Wednesday, October 17, 2018

The Adam Price Group's House Ghosts

There isn't much to clarinet player Adam Price's bio sheet. It contains just the basics--where he grew up, where he studied music and what he's doing now (teaching clarinet and theory at the Ferrwood Music Camp in Pennsylvania). Oh yes, it also mentions that in addition to the clarinet he is also proficient "on all saxophones and flutes, and has recently been deeply exploring ethnic woodwinds such as the Native American flute and didgeridoo." That seems like plenty of information, I know, but there's something missing. His new album, House Ghosts, is an enormously engaging debut album, surprising in the broadness of its scope of jazz clarinet. Where's all the copy about his dreams, aspirations and hopes for his wonderful vision of jazz?
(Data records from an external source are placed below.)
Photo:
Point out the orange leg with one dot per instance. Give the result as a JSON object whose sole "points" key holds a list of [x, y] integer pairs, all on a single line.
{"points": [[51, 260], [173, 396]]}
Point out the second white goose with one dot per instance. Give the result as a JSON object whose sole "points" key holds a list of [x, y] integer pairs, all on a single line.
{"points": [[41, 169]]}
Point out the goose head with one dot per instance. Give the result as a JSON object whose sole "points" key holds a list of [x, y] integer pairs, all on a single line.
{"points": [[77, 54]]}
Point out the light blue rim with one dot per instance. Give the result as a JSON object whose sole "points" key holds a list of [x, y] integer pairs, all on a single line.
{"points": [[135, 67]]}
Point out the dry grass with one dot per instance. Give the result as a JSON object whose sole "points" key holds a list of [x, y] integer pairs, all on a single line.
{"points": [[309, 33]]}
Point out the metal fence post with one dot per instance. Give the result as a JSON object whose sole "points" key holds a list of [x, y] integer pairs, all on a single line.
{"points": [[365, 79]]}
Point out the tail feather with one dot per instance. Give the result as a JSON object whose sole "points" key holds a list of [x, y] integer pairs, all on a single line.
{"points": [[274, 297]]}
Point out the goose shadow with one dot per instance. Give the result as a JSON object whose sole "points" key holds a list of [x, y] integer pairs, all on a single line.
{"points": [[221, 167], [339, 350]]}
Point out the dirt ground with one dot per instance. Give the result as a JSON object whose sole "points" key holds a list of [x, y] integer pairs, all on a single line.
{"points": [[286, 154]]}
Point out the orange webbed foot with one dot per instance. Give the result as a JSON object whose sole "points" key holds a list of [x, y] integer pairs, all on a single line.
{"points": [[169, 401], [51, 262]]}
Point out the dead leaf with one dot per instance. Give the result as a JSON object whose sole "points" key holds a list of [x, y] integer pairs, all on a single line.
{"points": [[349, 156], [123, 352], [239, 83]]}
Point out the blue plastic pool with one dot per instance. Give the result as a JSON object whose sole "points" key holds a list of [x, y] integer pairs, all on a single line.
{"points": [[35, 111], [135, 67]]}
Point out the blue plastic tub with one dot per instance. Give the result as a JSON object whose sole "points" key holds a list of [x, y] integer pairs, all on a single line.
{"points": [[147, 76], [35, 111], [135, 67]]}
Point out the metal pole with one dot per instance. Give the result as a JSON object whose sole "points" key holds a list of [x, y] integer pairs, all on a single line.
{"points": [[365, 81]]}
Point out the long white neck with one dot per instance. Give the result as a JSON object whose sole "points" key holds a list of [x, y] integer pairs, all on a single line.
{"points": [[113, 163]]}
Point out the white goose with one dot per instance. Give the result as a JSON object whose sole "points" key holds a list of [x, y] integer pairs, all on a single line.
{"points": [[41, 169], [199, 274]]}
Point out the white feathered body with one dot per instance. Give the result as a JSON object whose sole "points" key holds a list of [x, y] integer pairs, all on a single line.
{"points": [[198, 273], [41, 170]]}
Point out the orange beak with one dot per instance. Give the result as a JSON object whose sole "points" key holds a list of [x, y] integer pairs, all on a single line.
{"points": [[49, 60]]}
This is one way of saying that we should let the music speak for itself. Price and his core quartet--pianist Isamu MacGregor, bassist Jack Synoski and drummer Spencer Inch--aren't reinventing the wheel here, but they do have an honest and lyrical approach to these tunes that's charming and affable without glossing over the details. MacGregor, who coincidentally was featured on the Orkestra Eustoria album I reviewed yesterday, adds the same melodic strength and conviction through his detailed style, while Synoski and Inch are a capable and focused rhythm section. Jeff Hatcher's additional percussion adds texture and depth, and Kristina Rajgelj's gorgeous and seductive voice graces "Chameleon Colored Eyes" and "Summer Thunder." But this album is centered around one thing--Price's powerful and forward clarinet.
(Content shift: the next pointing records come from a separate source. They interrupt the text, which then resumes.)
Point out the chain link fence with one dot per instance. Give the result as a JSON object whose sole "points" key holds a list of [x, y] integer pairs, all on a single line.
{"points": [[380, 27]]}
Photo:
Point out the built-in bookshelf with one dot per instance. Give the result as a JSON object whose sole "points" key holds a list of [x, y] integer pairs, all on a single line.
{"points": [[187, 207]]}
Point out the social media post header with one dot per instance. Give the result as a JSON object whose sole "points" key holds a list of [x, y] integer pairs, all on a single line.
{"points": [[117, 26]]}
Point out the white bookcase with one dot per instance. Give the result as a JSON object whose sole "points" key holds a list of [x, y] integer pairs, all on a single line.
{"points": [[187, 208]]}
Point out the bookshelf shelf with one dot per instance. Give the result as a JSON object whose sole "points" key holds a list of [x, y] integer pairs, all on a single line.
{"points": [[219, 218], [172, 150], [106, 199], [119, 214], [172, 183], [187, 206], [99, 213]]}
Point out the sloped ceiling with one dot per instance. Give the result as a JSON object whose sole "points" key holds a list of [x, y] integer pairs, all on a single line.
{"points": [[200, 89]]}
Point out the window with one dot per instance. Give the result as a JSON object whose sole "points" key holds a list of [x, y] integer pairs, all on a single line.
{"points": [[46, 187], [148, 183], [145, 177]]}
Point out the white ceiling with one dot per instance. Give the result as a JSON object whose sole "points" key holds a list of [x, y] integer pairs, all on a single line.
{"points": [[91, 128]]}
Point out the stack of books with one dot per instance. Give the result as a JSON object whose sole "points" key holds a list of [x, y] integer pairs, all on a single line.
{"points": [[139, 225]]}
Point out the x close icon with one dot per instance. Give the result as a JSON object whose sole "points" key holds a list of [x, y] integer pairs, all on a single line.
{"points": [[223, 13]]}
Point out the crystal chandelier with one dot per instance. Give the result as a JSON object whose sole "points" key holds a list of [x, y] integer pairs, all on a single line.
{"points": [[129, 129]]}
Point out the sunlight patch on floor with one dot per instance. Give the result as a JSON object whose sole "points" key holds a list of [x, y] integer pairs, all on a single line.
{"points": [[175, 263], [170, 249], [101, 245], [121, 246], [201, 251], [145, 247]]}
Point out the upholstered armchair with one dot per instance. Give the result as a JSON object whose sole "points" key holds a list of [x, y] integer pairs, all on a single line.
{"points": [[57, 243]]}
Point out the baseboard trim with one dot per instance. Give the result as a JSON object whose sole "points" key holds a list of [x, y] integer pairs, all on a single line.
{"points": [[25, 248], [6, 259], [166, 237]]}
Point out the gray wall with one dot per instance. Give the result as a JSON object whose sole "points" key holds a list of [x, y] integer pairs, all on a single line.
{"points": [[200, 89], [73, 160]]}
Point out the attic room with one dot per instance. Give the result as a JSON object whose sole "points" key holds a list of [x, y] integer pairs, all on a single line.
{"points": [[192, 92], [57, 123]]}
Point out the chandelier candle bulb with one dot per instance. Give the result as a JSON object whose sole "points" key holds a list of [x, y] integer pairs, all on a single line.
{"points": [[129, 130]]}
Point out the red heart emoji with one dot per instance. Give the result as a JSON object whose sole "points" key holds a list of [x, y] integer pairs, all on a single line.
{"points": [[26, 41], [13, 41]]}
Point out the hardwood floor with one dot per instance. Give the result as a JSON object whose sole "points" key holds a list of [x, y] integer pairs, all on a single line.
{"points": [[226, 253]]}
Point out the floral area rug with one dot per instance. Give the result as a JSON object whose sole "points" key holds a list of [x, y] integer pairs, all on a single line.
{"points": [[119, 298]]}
Personally, I have strong feelings about the clarinet. My youngest son played it for many years, and I was surprised that I was able to catch on quite quickly thanks to some basic training I had with saxophones many years ago. The clarinet, therefore, is relatively easy to play compared to other woodwinds and brass instruments--I still can't manage to produce a single smooth note on a flute--but the secret in the art of the clarinet is to capture that unique and evocative timbre of the instrument and convey feelings and emotions that are extremely specific. Price excels at this. Every note from his clarinet establishes the mood, the direction for others to follow.

House Ghosts, therefore, is a love letter to the clarinet, an album to listen to when you really want to hear this instrument soar. It's a pleasure to hear a talent like this emerge so confident and masterful the first time out, and I look forward to what Price attempts in the future--even if it's with a didgeridoo.